Here's how it works: Users submit potentially dangerous documents (PDFs, Word, Excel, images, etc.). Inside a containerized sandbox running gVisor—an application kernel written in Go that implements Linux system calls—Dangerzone first converts the document to PDF (if needed), then renders each page into raw pixel data (RGB values). This pixel data then exits the sandbox, where Dangerzone reconstructs it into a new, safe PDF document. The process intentionally discards all original document structure, scripts, and embedded objects that could contain malware.

Converting

Key security features include:

  • Airgap-compatible operation: Sandboxes have no network access
  • gVisor isolation: Provides kernel-level security boundaries
  • Optional OCR: Adds searchable text layers to output PDFs
  • File compression: Reduces output file size
  • Default handler integration: Prevents accidental opening of untrusted files

Supported formats include PDF, Microsoft Office (.docx, .xlsx, etc.), OpenDocument formats, EPUB, and common image types (JPG, PNG, SVG). Recent additions include Hancom HWP support.
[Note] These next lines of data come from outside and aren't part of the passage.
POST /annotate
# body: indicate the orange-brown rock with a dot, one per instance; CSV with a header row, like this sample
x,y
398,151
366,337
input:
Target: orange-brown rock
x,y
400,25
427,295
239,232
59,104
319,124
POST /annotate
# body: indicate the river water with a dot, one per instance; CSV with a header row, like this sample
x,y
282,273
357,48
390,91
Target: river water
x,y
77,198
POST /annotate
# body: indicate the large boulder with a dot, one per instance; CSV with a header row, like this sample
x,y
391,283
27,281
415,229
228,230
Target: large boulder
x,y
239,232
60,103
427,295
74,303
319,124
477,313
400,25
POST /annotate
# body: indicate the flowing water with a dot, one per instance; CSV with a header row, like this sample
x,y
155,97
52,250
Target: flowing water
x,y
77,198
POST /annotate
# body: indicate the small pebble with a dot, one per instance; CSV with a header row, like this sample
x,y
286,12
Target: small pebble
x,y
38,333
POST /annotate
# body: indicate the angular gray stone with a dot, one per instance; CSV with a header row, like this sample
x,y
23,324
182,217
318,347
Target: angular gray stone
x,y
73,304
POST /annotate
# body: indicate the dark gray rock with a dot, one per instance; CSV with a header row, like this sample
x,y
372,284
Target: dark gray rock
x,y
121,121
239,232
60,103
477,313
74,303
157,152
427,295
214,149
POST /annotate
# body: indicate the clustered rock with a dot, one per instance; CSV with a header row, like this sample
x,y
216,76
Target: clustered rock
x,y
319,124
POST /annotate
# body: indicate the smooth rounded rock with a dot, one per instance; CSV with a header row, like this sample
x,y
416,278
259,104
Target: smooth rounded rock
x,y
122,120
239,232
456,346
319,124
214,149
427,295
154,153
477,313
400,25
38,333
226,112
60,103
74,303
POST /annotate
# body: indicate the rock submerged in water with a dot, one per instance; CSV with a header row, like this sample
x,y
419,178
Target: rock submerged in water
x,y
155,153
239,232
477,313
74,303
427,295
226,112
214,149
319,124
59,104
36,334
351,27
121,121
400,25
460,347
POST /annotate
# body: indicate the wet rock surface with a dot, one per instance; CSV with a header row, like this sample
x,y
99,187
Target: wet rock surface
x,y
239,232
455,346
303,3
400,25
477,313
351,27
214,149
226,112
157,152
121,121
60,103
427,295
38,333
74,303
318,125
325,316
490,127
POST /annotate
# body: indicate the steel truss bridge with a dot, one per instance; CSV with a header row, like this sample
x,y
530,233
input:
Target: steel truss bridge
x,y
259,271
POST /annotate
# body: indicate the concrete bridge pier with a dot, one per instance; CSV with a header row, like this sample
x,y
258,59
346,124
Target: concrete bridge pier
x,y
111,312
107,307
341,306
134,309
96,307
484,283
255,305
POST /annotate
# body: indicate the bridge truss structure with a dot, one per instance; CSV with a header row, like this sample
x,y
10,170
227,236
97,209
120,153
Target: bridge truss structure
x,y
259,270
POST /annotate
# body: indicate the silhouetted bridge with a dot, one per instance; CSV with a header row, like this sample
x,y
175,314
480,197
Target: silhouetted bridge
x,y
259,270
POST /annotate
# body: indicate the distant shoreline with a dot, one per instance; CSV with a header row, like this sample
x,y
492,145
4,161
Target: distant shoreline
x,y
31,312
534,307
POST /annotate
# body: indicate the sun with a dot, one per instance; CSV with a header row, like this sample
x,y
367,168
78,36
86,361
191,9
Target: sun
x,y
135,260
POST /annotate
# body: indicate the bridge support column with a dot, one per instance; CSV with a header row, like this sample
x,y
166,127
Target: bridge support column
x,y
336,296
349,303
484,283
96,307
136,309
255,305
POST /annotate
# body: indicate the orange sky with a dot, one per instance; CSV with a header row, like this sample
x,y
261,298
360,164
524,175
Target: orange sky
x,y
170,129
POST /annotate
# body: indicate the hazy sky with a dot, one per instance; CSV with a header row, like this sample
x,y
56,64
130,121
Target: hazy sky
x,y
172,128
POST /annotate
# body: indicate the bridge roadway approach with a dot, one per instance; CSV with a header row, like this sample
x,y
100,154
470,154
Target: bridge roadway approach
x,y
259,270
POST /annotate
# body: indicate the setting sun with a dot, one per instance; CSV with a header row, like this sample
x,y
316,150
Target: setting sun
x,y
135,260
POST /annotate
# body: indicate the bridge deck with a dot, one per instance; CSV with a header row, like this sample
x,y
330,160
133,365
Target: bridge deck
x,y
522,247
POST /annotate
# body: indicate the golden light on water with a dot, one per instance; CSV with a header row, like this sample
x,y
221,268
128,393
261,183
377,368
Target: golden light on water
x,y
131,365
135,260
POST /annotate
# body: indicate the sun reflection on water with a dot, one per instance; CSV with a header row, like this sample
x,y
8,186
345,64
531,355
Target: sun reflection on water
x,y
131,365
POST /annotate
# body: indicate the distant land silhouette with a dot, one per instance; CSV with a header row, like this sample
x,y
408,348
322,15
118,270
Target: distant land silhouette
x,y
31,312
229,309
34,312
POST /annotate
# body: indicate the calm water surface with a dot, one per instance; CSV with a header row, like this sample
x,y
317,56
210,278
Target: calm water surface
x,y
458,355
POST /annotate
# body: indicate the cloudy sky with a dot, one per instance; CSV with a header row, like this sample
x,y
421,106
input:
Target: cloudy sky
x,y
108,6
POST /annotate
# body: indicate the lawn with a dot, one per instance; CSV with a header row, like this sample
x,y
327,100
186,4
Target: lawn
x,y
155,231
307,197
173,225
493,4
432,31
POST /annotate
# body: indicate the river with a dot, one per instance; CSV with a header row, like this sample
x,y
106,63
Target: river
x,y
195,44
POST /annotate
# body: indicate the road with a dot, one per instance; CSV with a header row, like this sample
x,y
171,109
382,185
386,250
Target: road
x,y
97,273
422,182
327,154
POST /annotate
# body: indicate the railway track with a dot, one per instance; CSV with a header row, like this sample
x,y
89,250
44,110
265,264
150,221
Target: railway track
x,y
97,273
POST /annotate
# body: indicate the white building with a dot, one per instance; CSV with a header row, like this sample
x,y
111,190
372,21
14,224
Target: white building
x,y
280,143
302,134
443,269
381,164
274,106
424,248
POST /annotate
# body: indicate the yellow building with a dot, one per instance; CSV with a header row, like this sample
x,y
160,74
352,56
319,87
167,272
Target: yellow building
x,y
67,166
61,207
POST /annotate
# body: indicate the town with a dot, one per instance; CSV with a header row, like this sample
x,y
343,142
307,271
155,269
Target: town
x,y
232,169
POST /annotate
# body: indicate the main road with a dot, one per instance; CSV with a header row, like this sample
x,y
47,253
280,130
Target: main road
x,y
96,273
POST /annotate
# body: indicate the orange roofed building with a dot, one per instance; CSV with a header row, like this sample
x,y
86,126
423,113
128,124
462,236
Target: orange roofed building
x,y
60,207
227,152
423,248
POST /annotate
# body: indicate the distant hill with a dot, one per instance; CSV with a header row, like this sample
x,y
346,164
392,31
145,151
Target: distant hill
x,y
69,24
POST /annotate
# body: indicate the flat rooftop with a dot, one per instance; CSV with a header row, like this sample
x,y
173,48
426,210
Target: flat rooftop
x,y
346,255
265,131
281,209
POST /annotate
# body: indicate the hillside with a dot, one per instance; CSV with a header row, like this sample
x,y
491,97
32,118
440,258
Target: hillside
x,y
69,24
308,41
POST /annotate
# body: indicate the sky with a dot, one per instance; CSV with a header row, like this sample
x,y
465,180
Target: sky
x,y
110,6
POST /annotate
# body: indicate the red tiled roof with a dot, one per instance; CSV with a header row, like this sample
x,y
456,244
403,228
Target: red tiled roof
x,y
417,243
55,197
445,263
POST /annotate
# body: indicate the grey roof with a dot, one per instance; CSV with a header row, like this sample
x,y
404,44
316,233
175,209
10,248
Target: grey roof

In December 2023, Dangerzone underwent a security audit by Include Security. The audit revealed no high-risk vulnerabilities, with only 3 low-risk and 7 informational findings—a strong result for complex document processing software. Concurrently, the team launched a $3,000 Christmas Security Challenge inviting researchers to bypass its protections.

Settings

Platform support includes macOS, Windows, Ubuntu, Debian, Fedora, Qubes OS (beta), and Tails. The tool uses Docker/podman for containerization and operates without internet access by default, making it suitable for airgapped environments. As Freedom of the Press Foundation's Micah Lee explained, "This approach ensures that even if a document exploits a zero-day vulnerability in the rendering software, the attacker gains no persistent access."

Dangerzone is licensed under AGPLv3 and available on GitHub, with detailed documentation covering airgap updates and custom runtime configurations.